Commonwealth citizen

A Commonwealth citizen is a citizen or qualified national of a Commonwealth of Nations member state. Most member countries do not treat citizens of other Commonwealth states any differently from foreign nationals, but some grant limited citizenship rights to resident Commonwealth citizens. In 16 member states, resident non-local Commonwealth citizens are eligible to vote in elections. The status is most significant in the United Kingdom, and carries few or no privileges in many other Commonwealth countries. British Nationality Act 1948 and British subject Commonwealth citizenship was created out of a gradual transition from an earlier form of British nationality. Before 1949, all citizens of the British Empire were British subjects and owed allegiance to the Crown. Although the Dominions (Australia, Canada, Ireland, Newfoundland, New Zealand, and South Africa) created their own nationality laws following the First World War, they mutually maintained British subjecthood as a common nationality with the United Kingdom and its colonies.

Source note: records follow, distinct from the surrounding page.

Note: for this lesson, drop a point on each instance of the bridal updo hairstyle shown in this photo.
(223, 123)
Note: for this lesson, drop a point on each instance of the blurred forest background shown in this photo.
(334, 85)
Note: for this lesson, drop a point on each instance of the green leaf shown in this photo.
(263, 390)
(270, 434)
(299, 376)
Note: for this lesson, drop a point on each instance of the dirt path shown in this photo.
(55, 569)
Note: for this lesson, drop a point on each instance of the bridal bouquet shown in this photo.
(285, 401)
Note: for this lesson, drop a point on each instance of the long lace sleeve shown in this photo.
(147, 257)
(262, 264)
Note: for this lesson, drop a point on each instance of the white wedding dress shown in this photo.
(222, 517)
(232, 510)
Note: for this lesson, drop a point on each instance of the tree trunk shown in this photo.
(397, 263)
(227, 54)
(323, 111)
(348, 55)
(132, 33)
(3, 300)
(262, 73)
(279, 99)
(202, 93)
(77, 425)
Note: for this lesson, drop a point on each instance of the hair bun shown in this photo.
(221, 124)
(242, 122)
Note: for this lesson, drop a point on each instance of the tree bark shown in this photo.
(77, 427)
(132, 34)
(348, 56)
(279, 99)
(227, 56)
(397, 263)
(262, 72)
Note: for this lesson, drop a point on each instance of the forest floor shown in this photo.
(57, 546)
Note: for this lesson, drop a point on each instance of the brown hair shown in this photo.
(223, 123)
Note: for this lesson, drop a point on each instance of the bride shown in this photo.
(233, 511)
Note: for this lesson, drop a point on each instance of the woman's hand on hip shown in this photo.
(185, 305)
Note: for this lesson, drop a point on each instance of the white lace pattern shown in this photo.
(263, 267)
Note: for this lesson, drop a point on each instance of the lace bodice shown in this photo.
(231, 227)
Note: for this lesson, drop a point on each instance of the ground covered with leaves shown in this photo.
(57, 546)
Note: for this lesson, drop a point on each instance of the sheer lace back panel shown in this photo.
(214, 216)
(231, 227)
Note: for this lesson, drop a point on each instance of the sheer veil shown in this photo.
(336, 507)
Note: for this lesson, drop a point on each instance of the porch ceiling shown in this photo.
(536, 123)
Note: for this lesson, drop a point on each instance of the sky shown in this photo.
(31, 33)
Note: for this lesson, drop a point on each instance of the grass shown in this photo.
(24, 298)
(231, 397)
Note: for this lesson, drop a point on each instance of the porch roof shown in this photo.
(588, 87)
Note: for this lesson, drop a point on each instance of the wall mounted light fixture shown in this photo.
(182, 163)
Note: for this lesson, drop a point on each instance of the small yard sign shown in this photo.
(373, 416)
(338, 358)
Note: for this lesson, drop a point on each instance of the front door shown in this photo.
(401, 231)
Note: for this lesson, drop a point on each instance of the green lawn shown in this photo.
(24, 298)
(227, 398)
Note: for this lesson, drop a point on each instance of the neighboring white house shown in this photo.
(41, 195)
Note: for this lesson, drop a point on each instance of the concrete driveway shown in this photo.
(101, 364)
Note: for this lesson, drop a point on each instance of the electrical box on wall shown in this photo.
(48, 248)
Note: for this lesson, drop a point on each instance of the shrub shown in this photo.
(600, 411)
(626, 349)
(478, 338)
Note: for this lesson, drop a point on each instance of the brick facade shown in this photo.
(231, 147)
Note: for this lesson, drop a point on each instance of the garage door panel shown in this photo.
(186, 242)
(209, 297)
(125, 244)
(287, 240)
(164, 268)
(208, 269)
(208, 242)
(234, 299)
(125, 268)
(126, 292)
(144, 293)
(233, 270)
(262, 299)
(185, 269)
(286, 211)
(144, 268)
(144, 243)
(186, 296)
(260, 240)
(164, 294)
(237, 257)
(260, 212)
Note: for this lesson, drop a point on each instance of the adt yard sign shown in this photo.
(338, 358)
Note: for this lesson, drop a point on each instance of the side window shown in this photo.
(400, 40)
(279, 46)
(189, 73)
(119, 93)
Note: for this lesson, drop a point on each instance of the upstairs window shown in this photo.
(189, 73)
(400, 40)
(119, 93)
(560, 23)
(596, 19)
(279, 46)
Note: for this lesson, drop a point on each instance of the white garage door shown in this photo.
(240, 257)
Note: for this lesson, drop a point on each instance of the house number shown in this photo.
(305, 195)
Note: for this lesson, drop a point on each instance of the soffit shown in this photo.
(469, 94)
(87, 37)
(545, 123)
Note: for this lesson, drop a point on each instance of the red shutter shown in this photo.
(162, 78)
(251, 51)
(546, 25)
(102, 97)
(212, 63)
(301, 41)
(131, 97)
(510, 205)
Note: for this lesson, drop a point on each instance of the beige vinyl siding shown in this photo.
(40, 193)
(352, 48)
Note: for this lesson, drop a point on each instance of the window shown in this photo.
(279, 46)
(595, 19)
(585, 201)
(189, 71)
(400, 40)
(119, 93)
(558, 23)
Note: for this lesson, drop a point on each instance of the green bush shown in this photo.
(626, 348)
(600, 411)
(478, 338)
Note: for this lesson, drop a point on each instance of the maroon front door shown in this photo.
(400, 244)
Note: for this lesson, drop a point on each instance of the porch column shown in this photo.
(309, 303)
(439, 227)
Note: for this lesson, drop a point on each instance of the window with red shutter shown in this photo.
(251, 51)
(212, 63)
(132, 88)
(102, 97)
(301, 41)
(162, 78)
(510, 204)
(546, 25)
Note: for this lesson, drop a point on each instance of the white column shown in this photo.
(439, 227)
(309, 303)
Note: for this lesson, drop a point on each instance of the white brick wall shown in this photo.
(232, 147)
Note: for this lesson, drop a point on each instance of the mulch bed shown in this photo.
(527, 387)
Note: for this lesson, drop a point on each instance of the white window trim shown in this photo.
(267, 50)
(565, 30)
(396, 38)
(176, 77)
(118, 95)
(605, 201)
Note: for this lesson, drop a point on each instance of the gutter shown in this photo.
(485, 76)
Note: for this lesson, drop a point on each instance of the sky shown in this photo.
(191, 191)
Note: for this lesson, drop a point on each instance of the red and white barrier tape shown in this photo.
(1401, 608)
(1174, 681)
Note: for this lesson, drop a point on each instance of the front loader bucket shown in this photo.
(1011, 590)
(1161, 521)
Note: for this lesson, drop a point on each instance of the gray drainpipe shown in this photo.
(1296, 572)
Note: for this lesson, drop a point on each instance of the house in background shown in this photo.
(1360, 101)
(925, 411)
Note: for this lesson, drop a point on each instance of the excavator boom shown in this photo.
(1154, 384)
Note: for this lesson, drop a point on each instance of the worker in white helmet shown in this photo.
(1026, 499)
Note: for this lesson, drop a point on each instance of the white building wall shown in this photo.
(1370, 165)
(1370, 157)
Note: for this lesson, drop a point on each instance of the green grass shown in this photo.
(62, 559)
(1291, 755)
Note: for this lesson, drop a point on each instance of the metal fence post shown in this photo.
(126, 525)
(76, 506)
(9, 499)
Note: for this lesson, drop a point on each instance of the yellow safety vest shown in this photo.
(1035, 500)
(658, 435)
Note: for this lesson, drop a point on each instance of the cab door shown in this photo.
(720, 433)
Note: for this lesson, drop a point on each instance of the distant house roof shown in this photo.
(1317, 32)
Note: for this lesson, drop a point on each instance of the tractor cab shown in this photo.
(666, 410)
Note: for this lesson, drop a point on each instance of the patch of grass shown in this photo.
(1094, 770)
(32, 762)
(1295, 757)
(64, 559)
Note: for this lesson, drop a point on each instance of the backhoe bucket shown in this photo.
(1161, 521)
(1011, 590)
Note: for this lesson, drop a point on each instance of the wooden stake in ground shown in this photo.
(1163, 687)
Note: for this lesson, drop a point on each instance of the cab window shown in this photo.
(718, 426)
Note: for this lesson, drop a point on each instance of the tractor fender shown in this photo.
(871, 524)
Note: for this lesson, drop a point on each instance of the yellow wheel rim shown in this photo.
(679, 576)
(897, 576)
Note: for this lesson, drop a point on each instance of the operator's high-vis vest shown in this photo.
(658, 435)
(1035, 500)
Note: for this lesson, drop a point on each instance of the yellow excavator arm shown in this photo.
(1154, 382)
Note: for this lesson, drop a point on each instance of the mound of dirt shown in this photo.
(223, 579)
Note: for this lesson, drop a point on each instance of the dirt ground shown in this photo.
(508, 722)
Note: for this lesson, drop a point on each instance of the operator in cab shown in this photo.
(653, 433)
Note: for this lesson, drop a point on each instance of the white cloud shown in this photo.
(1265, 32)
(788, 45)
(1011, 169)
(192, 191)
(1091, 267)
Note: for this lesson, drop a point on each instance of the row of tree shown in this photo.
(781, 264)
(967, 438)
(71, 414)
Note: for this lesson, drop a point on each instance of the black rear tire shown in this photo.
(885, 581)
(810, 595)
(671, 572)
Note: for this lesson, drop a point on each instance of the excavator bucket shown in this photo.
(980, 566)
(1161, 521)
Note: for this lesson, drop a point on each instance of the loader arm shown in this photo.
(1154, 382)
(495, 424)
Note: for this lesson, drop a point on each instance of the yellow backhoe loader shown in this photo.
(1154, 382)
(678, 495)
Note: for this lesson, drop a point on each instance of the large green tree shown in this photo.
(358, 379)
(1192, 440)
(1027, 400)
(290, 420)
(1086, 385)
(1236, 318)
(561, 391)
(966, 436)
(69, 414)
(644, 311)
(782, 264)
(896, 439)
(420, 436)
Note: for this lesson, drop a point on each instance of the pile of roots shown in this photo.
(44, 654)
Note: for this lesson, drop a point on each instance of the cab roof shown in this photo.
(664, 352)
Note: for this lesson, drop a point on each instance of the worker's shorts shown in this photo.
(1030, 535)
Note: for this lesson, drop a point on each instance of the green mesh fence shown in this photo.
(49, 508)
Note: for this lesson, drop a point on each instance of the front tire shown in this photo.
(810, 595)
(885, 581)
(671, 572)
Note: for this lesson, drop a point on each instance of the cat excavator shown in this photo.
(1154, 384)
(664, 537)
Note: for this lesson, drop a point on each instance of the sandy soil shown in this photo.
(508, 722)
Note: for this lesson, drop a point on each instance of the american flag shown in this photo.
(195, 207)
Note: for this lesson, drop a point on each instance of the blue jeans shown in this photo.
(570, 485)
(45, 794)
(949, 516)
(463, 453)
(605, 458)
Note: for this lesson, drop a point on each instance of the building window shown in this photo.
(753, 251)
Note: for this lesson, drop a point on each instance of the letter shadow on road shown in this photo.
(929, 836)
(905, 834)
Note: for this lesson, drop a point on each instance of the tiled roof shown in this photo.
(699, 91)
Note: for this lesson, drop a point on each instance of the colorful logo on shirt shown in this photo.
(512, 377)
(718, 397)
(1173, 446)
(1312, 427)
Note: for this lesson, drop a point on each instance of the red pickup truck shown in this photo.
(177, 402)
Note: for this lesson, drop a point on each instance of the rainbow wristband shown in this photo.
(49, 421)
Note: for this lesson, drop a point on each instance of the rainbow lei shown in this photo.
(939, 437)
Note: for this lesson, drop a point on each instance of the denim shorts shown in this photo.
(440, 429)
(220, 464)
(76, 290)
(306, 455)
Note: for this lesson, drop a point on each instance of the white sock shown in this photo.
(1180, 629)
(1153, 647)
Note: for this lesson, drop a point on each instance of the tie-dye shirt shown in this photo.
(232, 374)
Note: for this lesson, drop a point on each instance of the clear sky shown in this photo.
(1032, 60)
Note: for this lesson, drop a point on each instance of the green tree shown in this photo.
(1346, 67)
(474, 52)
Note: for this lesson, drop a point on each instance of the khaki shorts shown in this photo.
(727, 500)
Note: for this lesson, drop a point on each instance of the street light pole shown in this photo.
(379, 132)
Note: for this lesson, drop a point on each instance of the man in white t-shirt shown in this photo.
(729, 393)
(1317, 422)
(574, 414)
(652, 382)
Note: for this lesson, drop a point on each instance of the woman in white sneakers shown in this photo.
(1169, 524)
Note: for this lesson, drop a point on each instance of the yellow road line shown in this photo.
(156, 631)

However, divergence in Dominion legislation and growing assertions of independence from London culminated in the creation of Canadian citizenship in 1946 and its separation from British subject status. Combined with the impending independence of India and Pakistan in 1947, nationality law reform became necessary. The British Nationality Act 1948 redefined British subject as any citizen of the United Kingdom, its colonies, or other Commonwealth countries. Commonwealth citizen was also defined in this Act as having the same meaning. This change in naming indicated a shift in the base theory of British nationality, that allegiance to the Crown was no longer a requirement to hold British subject status. The change was also necessary to retain a number of newly independent countries that wished to become republics rather than retain the monarch as head of state. The common status of Commonwealth citizenship would instead be maintained voluntarily by the various members of the Commonwealth.